Thank you Eric for saying what needs to be said.

Starting a fork war is just not constructive and there are multiple
proposals being evaluated here.

I think that one thing that is not being so much focussed on is
Bitcoin-XT is both a hard-fork and a soft-fork.  It's a hard-fork on
Bitcoin full-nodes, but it is also a soft-fork attack on Bitcoin core
SPV nodes that did not opt-in.  It exposes those SPV nodes to loss in
the likely event that Bitcoin-XT results in a network-split.

The recent proposal here to run noXT (patch to falsely claim to mine
on XT while actually rejecting it's blocks) could add enough
uncertainty about the activation that Bitcoin-XT would probably have
to be aborted.


On 17 August 2015 at 15:03, Eric Lombrozo via bitcoin-dev
<bitcoin-dev at lists.linuxfoundation.org> wrote:
> NxtChg,
> In the entire history of Bitcoin we’ve never attempted anything even closely resembling a hard fork like what’s being proposed here.
> Many of us have wanted to push our own hard-forking changes to the protocol…and have been frustrated because of the inability to do so.
> This inability is not due to any malice on anyone’s part…it is a feature of Satoshi’s protocol. For better or worse, it is *very hard* to change the rules…and this is exactly what imbues Bitcoin with one of its most powerful attributes: very well-defined settlement guarantees that cannot be suddenly altered nor reversed by anyone.

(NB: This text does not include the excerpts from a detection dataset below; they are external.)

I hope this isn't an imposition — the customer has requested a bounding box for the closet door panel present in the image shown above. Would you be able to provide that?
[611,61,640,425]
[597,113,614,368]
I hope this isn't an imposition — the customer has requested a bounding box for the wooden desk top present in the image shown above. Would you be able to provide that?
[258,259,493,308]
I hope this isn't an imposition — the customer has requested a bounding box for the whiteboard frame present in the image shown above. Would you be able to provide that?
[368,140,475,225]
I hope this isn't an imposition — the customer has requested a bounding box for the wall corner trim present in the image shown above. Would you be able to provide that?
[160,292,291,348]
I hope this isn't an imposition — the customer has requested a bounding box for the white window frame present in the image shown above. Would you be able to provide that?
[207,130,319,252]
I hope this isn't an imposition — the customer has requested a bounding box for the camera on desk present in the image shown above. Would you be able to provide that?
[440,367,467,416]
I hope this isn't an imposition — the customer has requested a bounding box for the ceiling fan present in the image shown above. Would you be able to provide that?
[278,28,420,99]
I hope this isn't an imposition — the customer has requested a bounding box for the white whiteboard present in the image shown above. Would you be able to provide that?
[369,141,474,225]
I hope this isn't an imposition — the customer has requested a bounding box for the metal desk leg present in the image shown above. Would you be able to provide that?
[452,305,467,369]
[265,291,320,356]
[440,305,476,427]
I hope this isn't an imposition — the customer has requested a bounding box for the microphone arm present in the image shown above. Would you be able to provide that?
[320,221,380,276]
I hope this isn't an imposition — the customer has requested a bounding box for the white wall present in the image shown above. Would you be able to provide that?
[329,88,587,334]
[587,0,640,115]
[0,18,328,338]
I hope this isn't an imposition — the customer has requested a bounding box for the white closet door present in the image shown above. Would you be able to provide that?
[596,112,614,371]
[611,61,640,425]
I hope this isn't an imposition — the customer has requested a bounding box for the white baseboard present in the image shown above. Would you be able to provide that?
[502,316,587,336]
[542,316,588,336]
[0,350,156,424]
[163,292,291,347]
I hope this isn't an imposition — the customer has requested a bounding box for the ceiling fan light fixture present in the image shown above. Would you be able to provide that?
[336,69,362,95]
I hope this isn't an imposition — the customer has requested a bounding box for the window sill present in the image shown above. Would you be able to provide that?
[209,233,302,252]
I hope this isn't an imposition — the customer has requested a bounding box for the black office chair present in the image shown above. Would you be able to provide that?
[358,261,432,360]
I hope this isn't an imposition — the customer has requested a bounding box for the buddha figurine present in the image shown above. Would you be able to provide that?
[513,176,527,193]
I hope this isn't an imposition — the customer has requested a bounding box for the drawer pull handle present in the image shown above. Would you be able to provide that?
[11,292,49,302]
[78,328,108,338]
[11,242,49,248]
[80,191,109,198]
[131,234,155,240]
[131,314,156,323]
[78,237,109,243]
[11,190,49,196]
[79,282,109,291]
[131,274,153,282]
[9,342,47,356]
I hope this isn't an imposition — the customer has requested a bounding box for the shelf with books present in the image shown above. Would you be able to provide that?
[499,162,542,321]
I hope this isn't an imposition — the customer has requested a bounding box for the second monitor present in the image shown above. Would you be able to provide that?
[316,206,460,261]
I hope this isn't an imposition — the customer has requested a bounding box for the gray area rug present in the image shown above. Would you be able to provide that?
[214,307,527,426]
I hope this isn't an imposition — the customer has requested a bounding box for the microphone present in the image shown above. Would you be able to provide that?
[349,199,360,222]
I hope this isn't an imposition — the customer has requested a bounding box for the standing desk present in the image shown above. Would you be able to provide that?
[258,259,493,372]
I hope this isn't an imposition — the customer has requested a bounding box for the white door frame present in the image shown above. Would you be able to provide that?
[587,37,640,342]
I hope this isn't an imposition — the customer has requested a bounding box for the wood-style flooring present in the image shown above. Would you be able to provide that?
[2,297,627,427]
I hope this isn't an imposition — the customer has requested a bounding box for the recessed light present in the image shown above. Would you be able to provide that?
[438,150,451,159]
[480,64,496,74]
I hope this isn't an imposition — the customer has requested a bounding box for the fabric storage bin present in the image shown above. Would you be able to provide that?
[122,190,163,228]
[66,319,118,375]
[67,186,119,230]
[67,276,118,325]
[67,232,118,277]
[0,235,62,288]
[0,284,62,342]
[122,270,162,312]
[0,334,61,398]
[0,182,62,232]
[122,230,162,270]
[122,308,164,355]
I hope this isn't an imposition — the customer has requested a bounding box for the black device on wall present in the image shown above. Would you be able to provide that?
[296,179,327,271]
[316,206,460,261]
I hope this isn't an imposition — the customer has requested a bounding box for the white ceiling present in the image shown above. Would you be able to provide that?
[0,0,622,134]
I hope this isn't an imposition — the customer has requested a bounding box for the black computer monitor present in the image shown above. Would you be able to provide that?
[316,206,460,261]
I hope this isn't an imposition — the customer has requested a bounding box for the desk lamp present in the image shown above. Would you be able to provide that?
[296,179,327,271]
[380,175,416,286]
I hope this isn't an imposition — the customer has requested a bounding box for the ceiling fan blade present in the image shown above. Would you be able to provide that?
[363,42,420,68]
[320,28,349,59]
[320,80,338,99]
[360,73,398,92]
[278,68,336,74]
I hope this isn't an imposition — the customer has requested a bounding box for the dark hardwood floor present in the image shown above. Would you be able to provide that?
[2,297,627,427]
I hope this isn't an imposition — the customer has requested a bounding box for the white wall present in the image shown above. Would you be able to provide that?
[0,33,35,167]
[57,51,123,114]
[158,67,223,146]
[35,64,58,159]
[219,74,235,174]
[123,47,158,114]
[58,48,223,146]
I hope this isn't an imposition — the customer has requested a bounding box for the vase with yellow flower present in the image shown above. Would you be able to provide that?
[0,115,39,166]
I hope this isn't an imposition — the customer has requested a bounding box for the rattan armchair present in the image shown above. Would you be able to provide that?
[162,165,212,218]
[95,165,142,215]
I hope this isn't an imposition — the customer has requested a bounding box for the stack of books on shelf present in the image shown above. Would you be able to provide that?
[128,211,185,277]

> We’ve managed to have a few soft forks in the past…and for the most part these changes have been pretty uncontroversial…or at least, they have not had nearly the level of political divisiveness that this block size issue is having. And even then, we’ve encountered a number of problems with these deployments that have at times required goodwill cooperation between developers and mining pool operators to fix.

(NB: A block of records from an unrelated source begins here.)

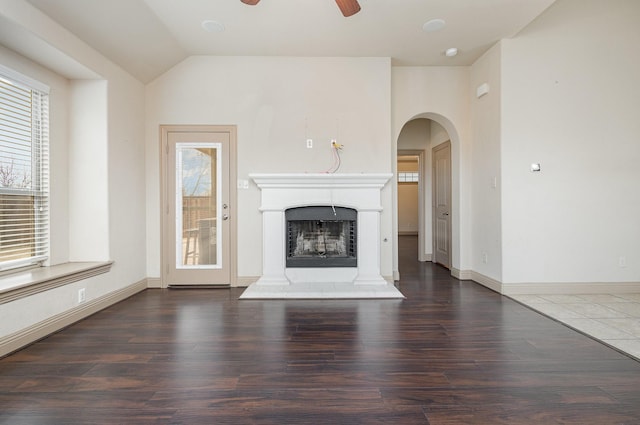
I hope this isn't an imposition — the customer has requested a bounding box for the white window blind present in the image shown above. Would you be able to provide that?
[0,67,49,270]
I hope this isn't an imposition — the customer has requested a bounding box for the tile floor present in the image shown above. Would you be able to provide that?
[511,293,640,361]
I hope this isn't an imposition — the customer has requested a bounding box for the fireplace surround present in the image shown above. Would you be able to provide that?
[240,173,404,298]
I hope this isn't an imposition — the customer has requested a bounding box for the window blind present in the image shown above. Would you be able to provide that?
[0,69,49,270]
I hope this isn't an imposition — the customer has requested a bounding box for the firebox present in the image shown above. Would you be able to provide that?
[285,206,358,267]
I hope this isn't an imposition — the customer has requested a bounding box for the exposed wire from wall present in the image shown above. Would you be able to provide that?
[323,140,343,174]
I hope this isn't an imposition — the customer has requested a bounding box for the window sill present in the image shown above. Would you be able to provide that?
[0,261,113,304]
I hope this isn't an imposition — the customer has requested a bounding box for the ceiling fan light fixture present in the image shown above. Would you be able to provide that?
[422,19,447,32]
[205,19,224,32]
[336,0,360,18]
[444,47,458,58]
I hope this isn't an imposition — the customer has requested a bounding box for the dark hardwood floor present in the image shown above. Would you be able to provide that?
[0,237,640,425]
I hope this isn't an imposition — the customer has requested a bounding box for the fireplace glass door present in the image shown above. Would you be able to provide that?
[285,206,357,267]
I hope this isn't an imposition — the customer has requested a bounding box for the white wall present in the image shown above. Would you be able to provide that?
[146,56,392,277]
[470,44,503,281]
[68,80,110,261]
[392,67,471,272]
[501,0,640,283]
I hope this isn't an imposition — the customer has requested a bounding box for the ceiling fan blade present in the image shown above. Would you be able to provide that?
[336,0,360,18]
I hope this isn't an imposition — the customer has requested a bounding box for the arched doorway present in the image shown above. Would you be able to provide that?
[396,113,459,270]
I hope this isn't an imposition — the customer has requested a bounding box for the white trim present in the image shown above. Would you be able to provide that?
[451,267,473,280]
[0,279,147,357]
[471,270,504,294]
[147,277,162,289]
[0,65,51,94]
[231,276,260,288]
[0,261,113,304]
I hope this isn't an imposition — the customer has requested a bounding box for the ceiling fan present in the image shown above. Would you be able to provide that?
[240,0,360,17]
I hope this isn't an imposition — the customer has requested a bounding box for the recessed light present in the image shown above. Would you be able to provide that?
[201,20,224,32]
[422,19,446,32]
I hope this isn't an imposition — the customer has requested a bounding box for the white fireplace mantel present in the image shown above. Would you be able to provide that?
[240,173,402,298]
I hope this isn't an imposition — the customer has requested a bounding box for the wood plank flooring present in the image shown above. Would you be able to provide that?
[0,237,640,425]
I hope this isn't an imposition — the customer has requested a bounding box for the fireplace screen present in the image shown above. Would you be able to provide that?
[285,206,358,267]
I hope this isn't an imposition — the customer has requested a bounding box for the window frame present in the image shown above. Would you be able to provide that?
[0,64,50,274]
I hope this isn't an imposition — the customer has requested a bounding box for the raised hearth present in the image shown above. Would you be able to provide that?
[240,174,404,299]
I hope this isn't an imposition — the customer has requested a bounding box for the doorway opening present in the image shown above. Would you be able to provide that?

> Again, we have NEVER attempted anything even remotely like what’s being proposed - we’ve never done any sort of hard fork before like this. If even fairly uncontroversial soft forks have caused problems, can you imagine the kinds of potential problems that a hard fork over some highly polarizing issue might raise? Do you really think people are going to want to cooperate?!?

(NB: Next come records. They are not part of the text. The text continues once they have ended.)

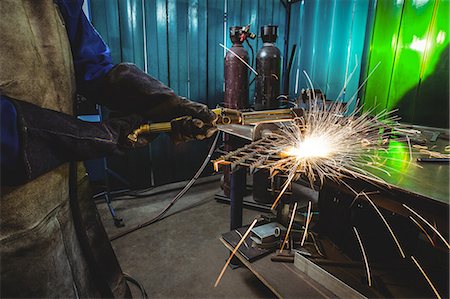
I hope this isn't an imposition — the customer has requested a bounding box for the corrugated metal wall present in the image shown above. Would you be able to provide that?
[289,0,373,113]
[90,0,370,185]
[90,0,448,188]
[90,0,285,185]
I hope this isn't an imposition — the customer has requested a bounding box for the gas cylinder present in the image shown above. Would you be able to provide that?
[224,26,248,109]
[255,25,281,110]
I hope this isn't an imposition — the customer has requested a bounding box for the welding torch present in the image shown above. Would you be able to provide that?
[127,108,303,144]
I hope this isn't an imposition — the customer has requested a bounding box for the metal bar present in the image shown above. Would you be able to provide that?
[230,167,247,230]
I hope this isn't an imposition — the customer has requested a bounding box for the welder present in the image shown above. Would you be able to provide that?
[0,0,215,298]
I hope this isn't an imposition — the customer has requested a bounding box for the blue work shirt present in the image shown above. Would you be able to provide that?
[0,0,113,172]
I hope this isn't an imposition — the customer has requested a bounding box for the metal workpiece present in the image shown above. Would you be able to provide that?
[255,25,281,110]
[230,167,247,230]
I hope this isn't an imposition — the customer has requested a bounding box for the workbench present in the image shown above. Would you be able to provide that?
[220,238,336,298]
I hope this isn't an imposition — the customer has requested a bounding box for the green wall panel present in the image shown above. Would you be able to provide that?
[363,0,449,127]
[364,1,403,113]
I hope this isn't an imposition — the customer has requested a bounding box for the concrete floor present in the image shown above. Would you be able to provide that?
[98,181,274,298]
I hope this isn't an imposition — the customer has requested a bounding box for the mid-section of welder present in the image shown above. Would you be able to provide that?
[0,0,215,298]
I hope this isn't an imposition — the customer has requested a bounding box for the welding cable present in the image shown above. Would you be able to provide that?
[109,132,220,241]
[123,272,148,299]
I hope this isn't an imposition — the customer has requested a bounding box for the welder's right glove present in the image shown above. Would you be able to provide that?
[1,99,150,185]
[81,63,216,142]
[170,116,217,144]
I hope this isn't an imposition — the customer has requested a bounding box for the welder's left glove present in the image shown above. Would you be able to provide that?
[1,98,151,186]
[82,63,216,142]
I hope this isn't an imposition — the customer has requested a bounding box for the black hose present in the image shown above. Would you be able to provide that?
[109,132,220,241]
[123,273,148,299]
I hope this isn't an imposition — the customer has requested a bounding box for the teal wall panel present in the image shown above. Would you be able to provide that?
[90,0,375,185]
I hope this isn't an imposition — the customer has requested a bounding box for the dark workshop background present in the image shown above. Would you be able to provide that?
[83,0,449,188]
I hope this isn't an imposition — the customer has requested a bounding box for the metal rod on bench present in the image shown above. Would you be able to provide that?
[230,167,246,230]
[230,167,247,269]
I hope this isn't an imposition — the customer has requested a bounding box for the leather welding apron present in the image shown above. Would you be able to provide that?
[0,0,129,298]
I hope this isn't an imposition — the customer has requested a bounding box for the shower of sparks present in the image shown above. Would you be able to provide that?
[280,203,297,253]
[300,201,312,246]
[403,204,450,249]
[353,227,372,287]
[214,219,258,287]
[411,256,442,299]
[259,101,410,195]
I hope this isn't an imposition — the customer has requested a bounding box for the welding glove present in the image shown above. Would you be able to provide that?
[83,63,217,142]
[2,100,146,185]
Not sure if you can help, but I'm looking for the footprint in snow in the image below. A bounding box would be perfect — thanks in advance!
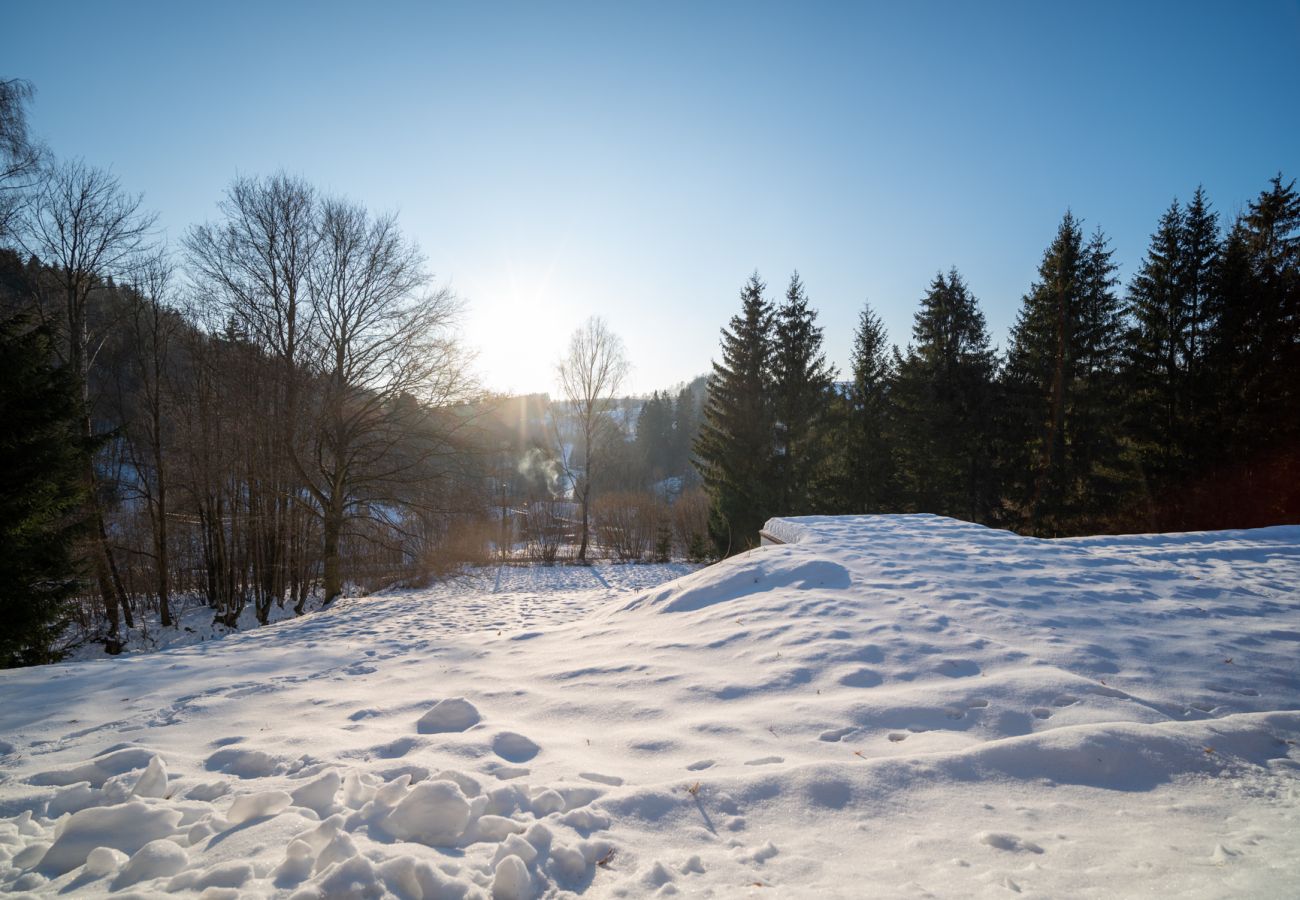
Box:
[491,731,542,762]
[818,726,857,743]
[976,831,1043,853]
[577,771,623,787]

> I can understand that some people would like bigger blocks. Other people might want feature X, others feature Y…and we can argue the merits of this or that to death…but the fact remains that we have NEVER attempted any hard forking change…not even with a simple, totally uncontroversial no-brainer improvement that would not risk any sort of ill-will that could hamper remedies were it not to go as smoothly as we like. *THIS* is the fundamental problem - the whole bigger block thing is a minor issue by comparison…it could be any controversial change, really.
> Would you want to send your test pilots on their first flight…the first time an aircraft is ever flown…directly into combat without having tested the plane? This is what attempting a hard fork mechanism that’s NEVER been done before in such a politically divisive environment basically amounts to…but it’s even worse. We’re basically risking the entire air force (not just one plane) over an argument regarding how many seats a plane should have that we’ve never flown before.
> We’re talking billlions of dollars’ worth of other people’s money that is on the line here. Don’t we owe it to them to at least test out the system on a far less controversial, far less divisive change first to make sure we can even deploy it without things breaking? I don’t even care about the merits regarding bigger blocks vs. smaller blocks at this point, to be quite honest - that’s such a petty thing compared to what I’m talking about here. If we attempt a novel hard-forking mechanism that’s NEVER been attempted before (and which as many have pointed out is potentially fraught with serious problems) on such a politically divisive, polarizing issue, the result is each side will refuse to cooperate with the other out of spite…and can easily lead to a war, tanking the value of everyone’s assets on both chains. All so we can process 8 times the number of transactions we currently do? Even if it were 100 times, we wouldn’t even come close to touching big payment processors like Visa. It’s hard to imagine a protocol improvement that’s worth the risk.
> I urge you to at least try to see the bigger picture here…and to understand that nobody is trying to stop anyone from doing anything out of some desire for maintaining control - NONE of us are able to deploy hard forks right now without facing these problems. And different people obviously have different priorities and preferences as to which of these changes would be best to do first. This whole XT thing is essentially giving *one* proposal special treatment above those that others have proposed. Many of us have only held back from doing this out of our belief that goodwill amongst network participants is more important than trying to push some pet feature some of us want.
> Please stop this negativity - we ALL want the best for Bitcoin and are doing our best, given what we understand and know, to do what’s right.